I have half a chapter on this in my Free Market Economics, beginning with the notion of “perfect competition”. “Perfect” implies that this is the ideal, and is contrasted with “imperfect” competition. Perfect markets cannot exist, given its definition (e.g. perfect knowledge). All other markets are imperfect, which leaves much room for intervention at every turn.

But even with my continuous criticism of mainstream theory, I believe there is only one economics. The “political economy” department at Sydney is merely a cop out. Whatever sociological version of economics that might be taught, unless they also do supply and demand and marginal analysis along with the full panoply of mainstream theory, it is useless, other than as a leftist critique of markets. This is a quote from Greg Mankiw who was on the other end of these barbarian invaders:

Those who attended either of the sessions I was involved with at the ASSA meeting know that the audience included some hecklers. During the first session, I was the target. During the second, Larry Summers was. (At one point, the moderator Bob Hall threatened to call security.) Here is a Washington Post article about the hecklers.

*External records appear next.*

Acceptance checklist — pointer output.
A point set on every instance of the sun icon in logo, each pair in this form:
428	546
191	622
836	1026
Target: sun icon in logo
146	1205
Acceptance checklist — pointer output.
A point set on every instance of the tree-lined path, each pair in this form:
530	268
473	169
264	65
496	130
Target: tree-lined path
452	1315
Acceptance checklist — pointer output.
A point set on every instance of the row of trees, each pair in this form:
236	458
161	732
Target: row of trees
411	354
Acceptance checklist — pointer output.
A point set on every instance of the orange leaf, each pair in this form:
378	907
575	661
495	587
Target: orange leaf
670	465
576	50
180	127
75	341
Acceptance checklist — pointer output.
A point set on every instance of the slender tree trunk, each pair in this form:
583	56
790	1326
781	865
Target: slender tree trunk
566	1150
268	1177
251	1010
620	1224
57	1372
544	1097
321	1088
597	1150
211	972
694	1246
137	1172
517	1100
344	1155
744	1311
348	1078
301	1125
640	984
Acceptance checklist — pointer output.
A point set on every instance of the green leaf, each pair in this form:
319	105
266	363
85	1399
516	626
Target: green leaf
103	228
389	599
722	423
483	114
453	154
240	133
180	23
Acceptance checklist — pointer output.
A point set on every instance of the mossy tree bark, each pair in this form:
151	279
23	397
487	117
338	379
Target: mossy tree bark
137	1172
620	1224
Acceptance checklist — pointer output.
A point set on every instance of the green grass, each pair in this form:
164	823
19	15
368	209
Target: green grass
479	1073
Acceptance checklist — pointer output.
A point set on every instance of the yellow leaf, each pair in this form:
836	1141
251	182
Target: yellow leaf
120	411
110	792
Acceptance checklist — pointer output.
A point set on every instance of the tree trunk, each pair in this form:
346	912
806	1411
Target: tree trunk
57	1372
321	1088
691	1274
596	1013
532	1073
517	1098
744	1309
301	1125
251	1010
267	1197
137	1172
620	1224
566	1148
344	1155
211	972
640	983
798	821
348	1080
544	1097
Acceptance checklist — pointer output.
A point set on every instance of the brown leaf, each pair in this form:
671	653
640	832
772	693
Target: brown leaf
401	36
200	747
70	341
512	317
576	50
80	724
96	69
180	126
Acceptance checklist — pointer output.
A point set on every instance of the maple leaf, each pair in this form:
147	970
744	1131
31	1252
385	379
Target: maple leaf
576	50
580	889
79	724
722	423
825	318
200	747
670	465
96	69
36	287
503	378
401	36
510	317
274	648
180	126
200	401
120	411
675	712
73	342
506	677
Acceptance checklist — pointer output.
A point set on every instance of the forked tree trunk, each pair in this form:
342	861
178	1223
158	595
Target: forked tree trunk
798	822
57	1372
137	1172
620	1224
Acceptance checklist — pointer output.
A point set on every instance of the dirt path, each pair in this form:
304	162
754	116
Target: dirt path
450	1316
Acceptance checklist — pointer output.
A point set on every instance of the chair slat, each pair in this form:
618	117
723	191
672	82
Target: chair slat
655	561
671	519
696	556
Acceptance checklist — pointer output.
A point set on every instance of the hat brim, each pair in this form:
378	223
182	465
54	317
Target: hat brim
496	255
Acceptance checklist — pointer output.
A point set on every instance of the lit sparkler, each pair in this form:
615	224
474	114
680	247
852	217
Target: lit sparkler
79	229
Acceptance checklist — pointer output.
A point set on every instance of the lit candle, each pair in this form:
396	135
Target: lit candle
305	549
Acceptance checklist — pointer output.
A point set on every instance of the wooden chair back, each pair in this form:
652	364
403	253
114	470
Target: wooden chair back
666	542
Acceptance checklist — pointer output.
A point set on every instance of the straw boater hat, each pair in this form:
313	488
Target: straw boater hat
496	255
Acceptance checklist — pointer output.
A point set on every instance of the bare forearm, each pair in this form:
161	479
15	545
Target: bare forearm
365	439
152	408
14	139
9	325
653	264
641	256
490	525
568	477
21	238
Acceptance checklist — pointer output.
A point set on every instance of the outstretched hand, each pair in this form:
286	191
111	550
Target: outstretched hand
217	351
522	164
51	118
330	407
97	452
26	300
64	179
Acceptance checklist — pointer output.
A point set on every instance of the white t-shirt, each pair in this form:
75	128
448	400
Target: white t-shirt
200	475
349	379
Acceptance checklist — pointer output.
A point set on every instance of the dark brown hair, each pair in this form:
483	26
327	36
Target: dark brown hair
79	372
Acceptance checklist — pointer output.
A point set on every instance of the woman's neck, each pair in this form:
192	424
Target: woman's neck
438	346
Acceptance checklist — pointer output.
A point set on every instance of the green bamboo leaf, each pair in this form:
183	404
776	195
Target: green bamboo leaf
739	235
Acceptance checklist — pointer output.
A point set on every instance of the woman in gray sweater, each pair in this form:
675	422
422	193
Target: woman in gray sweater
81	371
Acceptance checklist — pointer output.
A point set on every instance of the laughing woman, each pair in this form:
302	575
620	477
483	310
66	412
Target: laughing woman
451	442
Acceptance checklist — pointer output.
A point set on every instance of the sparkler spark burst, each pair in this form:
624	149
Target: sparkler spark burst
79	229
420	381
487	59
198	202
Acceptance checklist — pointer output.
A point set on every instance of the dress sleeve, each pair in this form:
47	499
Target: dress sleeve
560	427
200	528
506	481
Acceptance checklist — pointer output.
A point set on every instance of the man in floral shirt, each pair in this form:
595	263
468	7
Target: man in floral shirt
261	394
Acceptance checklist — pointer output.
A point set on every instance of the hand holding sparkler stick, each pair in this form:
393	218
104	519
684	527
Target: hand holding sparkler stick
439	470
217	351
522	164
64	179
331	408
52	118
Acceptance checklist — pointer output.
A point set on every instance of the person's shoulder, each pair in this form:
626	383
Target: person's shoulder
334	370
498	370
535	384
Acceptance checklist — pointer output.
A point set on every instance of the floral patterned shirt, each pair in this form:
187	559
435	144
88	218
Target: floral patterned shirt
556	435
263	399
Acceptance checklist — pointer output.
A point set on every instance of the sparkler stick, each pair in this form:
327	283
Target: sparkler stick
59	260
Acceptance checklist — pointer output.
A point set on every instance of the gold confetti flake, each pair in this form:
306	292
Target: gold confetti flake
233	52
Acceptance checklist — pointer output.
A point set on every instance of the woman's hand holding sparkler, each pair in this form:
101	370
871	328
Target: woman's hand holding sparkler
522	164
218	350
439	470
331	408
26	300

After the first session was over, one of the hecklers came up to me and asked, “How much money have the Koch brothers paid you?” My answer, of course, was “not a penny.”

I don’t find it odd that people disagree with me. I am always open to the possibility that I am wrong about lots of things, and I much enjoy talking with students and colleagues who have views different from mine. But I do find it odd that people who disagree with me are sometimes quick to question my sincerity. If I am wrong, it is sincere wrong-headedness, not the result of being on some plutocrat’s payroll, as some on the left want to believe.

The hecklers probably limit their own effectiveness by questioning the motives of those who disagree with them. I have found that to convince other people, it is usually best not to assume your own moral superiority but rather to talk with them as equals who just happen to have a different point of view.

Personally I think Greg was too mild in his criticism of these know-nothings. I disagree about a lot, but I am never in doubt that the economists I deal with know a lot more about economies than their non-economist critics, a lot lot more and within a proper contextual setting. The true worry is how sympathetic the Washington Post article is to these invaders from the planet stupid.

An Austrian course on Keynesian economics

I have been hassling my Austrian friends for quite some time that it is not enough to be pro-Hayek and pro-Mises but they also have to be anti-Keynes. Unless they specifically present their own pre-Keynesian classical views as a direct counterweight to the Keynesian wreckage, they have no hope of seeing Keynesian economics finally removed from our texts. It still remains a mystery that the events of the past five years have not even commenced a massive overhaul of mainstream economics. It does seem as if the mainstream continues to believe they are on top of it all. But if mainstream economists still think that Y=C+I+G can explain what caused the recession in the first place or what is needed to create recovery, not only is their economic understanding now worthless but so too is their credibility.

But this morning I have received a notice from the Mises Institute that it is about to run a six-week online course on Keynesian economics:

Beginning Monday, November 11, William Anderson will be teaching ‘The Ghost of Keynes’ at Mises Academy. This six-week online course will examine how and why many economists and governments continue to ignore the numerous fallacies that accompany Keynesian thinking even as the Keynesian-influenced economies around the world continue to flounder in high unemployment and low growth.

Whether this will include a discussion of Say’s Law I do not know but it absolutely needs to. You can watch my presentation to the Mises Institute above on Keynesian economics and Say’s Law. But even though there is an appreciation amongst Austrian economists that the two are related, the importance of Say’s Law is not yet completely embodied in the way Austrians discuss economics. They, of course, do not reject Say’s Law but they also do not fully embrace it.